Activities: Set up and optimize the optical interference experiment. Measure the film thickness concurrently in two different locations during the spin coating process. Model the film thickness using Matlab or Python.
Minimum student background: Some programming experience would be useful, but is not essential. Modern Physics I.
Numerical studies of disordered and strongly correlated electron systems, Dr. Hanna Terletska
Dr. Terletska's webpage click here
Overview: In many novel materials the motion of electrons is very correlated due to strong electron-electron interactions or disorder. As a result in such systems the various exotic phases of matter and complex phenomena emerge. This includes electron localization, metal-insulator transitions, superconductivity, and quantum magnetism. Despite pure scientific interest, such strongly correlated electron materials are also technologically promising with potential application in energy transmission, energy storage and electronic technology. Theoretical description of such systems presents one of the main challenges of the modern Condensed Matter Physics. With increasing computing power, numerical analysis has now become a central tool in the analysis of the different phases arising in materials in condensed matter physics. Our primary focus is the use of various numerical methods to calculate the properties of electrons (correlation effects, spectral functions) and phase transitions in such materials.
Activities: Use of various numerical and theoretical techniques; computer programing; data analysis and visualization.
Minimum student background: Enrolled in Modern Physics, some programming experience.
Galaxy Dynamics, Dr. John Wallin
Overview: Galaxy collisions and mergers play a critical role in galactic evolution. During these interactions, high rates of star formation can be triggered with in the disks of the galaxies. However, at its most basic level, these collisions can be modeled using Newton’s equations of motion. Using computer simulations, it is possible to build numerical models of these collisions that can be compared to observations of interacting galaxies.

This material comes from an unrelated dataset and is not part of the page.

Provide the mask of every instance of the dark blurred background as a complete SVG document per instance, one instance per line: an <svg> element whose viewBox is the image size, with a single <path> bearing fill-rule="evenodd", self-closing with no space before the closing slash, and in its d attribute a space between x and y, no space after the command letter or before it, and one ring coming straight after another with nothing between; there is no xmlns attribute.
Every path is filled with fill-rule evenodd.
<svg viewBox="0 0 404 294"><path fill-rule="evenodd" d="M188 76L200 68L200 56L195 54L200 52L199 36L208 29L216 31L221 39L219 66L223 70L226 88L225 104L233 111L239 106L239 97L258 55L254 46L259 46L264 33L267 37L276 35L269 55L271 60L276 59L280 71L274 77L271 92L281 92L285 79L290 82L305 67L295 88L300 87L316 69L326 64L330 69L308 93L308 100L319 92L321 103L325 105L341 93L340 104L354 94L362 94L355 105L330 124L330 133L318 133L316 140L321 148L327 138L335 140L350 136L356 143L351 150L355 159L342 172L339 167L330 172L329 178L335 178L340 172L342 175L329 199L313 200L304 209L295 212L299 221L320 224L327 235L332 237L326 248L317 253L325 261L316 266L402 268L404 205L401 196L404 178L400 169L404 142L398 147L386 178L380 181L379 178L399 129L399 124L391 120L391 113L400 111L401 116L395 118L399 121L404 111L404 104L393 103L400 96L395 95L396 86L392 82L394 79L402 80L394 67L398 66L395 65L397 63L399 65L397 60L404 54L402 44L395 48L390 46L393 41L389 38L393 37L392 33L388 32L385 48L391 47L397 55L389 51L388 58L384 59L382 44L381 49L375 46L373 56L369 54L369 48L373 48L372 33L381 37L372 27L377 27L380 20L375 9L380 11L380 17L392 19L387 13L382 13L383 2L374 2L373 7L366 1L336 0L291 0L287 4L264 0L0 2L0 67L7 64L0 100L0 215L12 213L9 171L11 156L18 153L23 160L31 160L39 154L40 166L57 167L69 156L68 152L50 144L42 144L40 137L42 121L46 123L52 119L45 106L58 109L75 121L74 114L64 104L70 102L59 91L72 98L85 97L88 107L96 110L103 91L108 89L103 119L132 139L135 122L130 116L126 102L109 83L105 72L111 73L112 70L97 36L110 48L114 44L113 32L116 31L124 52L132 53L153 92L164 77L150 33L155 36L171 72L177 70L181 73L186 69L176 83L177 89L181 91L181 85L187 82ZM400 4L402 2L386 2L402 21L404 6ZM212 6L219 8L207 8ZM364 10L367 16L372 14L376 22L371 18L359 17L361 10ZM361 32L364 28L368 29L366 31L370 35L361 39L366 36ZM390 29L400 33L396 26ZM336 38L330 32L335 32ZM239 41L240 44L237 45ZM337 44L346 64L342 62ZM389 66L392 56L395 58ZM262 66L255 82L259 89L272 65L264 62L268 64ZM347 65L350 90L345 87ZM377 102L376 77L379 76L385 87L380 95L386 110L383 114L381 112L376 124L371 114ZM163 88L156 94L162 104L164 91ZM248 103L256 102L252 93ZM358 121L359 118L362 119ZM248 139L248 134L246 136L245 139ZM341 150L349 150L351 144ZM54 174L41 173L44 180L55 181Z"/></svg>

Activities: Use and develop program to simulate and analyze n-body simulations of interacting galaxies and compare these results with the data in on-line astronomical databases.

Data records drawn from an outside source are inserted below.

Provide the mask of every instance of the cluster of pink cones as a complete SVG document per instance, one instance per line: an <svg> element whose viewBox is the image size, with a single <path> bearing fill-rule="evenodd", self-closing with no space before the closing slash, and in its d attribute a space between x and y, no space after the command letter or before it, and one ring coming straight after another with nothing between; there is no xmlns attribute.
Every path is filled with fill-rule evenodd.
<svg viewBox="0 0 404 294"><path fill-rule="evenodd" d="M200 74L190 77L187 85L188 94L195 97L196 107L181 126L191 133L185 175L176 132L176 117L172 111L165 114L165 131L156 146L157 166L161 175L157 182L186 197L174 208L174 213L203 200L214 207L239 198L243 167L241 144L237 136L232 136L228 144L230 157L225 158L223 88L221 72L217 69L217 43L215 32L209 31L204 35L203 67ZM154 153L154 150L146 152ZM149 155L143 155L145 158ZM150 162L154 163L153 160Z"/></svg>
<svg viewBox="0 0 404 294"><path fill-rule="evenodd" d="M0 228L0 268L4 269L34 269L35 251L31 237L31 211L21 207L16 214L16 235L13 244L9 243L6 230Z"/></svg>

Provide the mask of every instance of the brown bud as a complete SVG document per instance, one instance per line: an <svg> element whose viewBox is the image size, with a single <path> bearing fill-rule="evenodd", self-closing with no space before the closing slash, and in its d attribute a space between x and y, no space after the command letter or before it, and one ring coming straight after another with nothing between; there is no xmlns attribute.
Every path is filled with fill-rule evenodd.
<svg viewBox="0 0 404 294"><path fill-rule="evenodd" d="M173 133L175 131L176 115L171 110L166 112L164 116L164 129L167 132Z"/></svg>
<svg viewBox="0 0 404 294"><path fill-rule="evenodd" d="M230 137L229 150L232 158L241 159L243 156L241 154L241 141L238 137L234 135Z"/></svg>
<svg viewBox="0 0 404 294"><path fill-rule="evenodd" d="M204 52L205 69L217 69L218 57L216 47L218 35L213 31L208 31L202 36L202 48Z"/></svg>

Minimum student background: Students should be familiar with Linux and Python programming at least at the level of CSCI 1170. Students should also have completed Theoretical Physics I or E&M I. Interest in astronomy is a plus.

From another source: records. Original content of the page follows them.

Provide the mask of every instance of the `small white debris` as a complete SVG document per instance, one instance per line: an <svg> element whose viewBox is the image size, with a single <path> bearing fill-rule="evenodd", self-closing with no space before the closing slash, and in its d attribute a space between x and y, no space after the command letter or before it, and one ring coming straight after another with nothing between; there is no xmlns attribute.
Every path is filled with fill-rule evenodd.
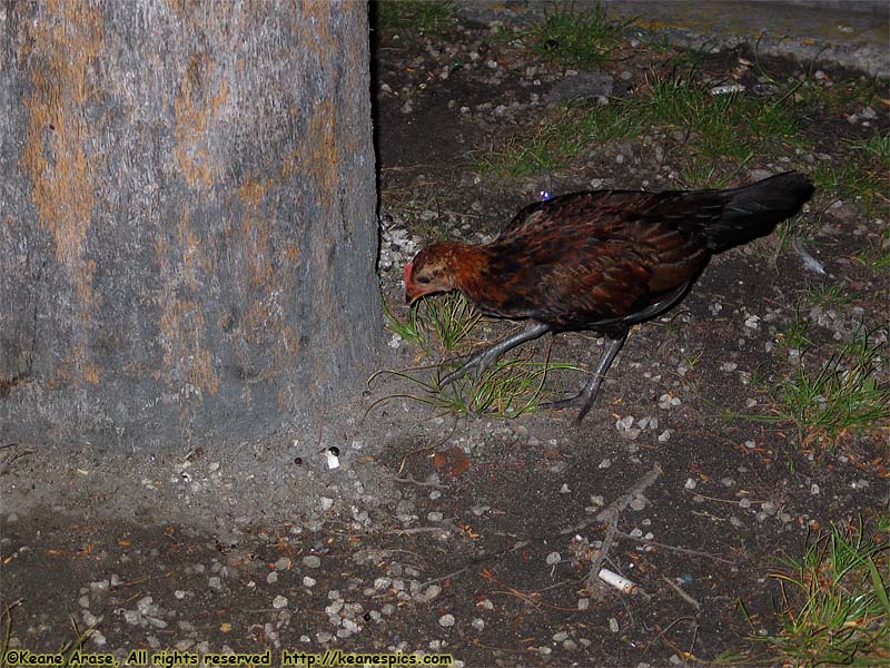
<svg viewBox="0 0 890 668"><path fill-rule="evenodd" d="M421 592L421 595L417 597L417 600L424 603L428 603L439 593L442 593L442 587L439 587L438 584L431 584Z"/></svg>
<svg viewBox="0 0 890 668"><path fill-rule="evenodd" d="M760 317L756 315L750 315L744 321L744 326L749 330L756 330L760 327Z"/></svg>
<svg viewBox="0 0 890 668"><path fill-rule="evenodd" d="M612 572L607 568L600 569L600 572L596 573L596 576L606 584L610 584L615 589L623 591L624 593L633 593L636 591L636 584L634 584L627 578Z"/></svg>
<svg viewBox="0 0 890 668"><path fill-rule="evenodd" d="M731 95L733 92L744 92L744 86L741 84L726 84L724 86L714 86L711 89L711 95Z"/></svg>
<svg viewBox="0 0 890 668"><path fill-rule="evenodd" d="M659 397L659 407L669 410L673 406L679 406L682 402L679 396L673 396L670 392L665 392Z"/></svg>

Computer Vision and Sensors, Dr. John Wallin
Overview: Basic computer vision algorithms can be used to track dynamical systems. The availability of low cost microcontrollers and sensors also makes it possible to measure acceleration and orientation physical systems. The Maker lab in the physics department allows us to develop sensors and interfaces to conduct complex experiments in classical mechanics using digital sensors.
Activities: Use the Raspberry Pi and Arduino microcontroller to use sensors to measure physical properties of dynamical systems. The collected data will be compared to the analytic and numerical calculations.
Minimum student background: Students should have some background in programming in C and Python and experience with the Linux operating system. Theoretical physics and Electronics would be a plus.